CLEVELAND -- While the Golden State Warriors are sitting on a postseason record 14 straight wins, it has left basketball fans to wonder whether the team is capable of going a perfect 16-0.
The outspoken Draymond Green attempted to diffuse that commentary prior to Tuesday's practice, saying the Warriors, up 2-0 in their NBA Finals series against the Cleveland Cavaliers, learned their lesson from a year ago.
"We made that mistake of circling 73 [wins] and worrying about the wrong thing before," said Green, referring to the Warriors' record-setting 73-win regular season in 2015-16. The Warriors held a 2-0 series lead in the Finals that year as well, before falling to the Cavs in seven games.

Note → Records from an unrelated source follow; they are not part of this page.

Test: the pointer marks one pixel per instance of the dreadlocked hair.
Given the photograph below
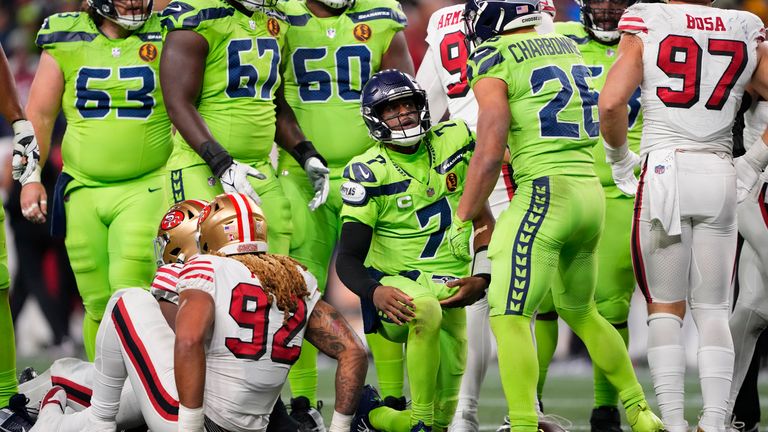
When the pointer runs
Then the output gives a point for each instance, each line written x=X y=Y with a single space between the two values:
x=279 y=276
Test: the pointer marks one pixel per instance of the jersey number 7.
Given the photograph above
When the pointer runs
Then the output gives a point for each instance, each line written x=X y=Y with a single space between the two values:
x=250 y=307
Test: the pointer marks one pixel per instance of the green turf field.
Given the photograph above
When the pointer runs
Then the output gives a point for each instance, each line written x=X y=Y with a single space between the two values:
x=566 y=394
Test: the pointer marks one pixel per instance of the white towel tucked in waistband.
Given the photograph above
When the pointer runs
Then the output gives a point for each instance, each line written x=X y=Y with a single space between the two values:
x=663 y=196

"It doesn't matter," Green said of an undefeated postseason run. "It would be great, a great story. ... [But] if we were able to do that, I don't think when I talk about a championship I'd say we were the only team to go 16-0. I think I'd say we won a championship. That's all that matters."

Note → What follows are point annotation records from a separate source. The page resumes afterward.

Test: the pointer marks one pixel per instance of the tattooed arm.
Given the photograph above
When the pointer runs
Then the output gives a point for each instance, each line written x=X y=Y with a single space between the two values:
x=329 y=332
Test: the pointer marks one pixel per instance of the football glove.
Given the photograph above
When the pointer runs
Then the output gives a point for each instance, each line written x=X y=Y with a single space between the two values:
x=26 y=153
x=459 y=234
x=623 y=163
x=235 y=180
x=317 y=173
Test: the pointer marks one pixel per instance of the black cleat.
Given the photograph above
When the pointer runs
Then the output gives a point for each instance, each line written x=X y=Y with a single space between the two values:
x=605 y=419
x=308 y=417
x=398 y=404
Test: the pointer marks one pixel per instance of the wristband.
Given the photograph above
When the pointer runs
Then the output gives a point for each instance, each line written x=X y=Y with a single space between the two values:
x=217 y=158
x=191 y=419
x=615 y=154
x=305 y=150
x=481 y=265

The only other team in MLB, NFL or NHL history to win 14 consecutive games in the playoffs was the Pittsburgh Penguins, spanning the 1992 and 1993 hockey postseasons.
Warriors point guard Stephen Curry refused to bite on the 16-0 chatter and steered the conversation back to Wednesday's pivotal Game 3 in Cleveland.

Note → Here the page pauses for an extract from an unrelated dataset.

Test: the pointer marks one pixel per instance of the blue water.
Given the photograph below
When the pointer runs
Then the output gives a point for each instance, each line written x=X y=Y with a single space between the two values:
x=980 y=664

"No, because we're not [chasing it]," Curry said. "We have a huge hurdle to get over tomorrow. ... Game 3 has been a little rough for us historically -- and especially in this building. So, to give ourselves a chance at even coming closer to thinking about that, we need to really, really just lock in and give every effort we have on [Wednesday] and how hard this 48 minutes is going to be to really seize control of this series.
"We talked about it before, that 16-0 doesn't matter in any stretch of the imagination unless that's a closeout game."
Coach Steve Kerr agreed.
"We want 15-0, that's what we want," he said. "We literally have never once mentioned 16-0. It's a miracle that it is even a possibility. More focused on what happened last year. That's the important lesson, not any historical bench marks."
Golden State is the first team to take a 2-0 series lead in consecutive NBA Finals since the Chicago Bulls did it in 1996 and 1997.
The Warriors have dominated this postseason, posting a plus-16.9 point differential per game, currently the highest in NBA history. In the first two games of these Finals, they've beaten the Cavaliers by an average of 20.5 points and have led for 86 of 96 minutes.
The Warriors are 29-1 over their past 30 games, dating back to the regular season.
If they were to go 16-0, might they go down as the best team in NBA history?
"I don't think it ends the argument. Two different eras, playing against different teams," Green said, referring to the 1995-96 Bulls, the team he feels is the Warriors' top competition. "To say if we were to go 16-0, we beat four teams 16 times in a row. But they weren't the four teams they had to beat.
"I still don't think there is a comparison to make. Only thing you can measure is the numbers. Everyone wants to make history, but I want to win four games. I just want to win four games. Championship is history. That is the only history we need to make."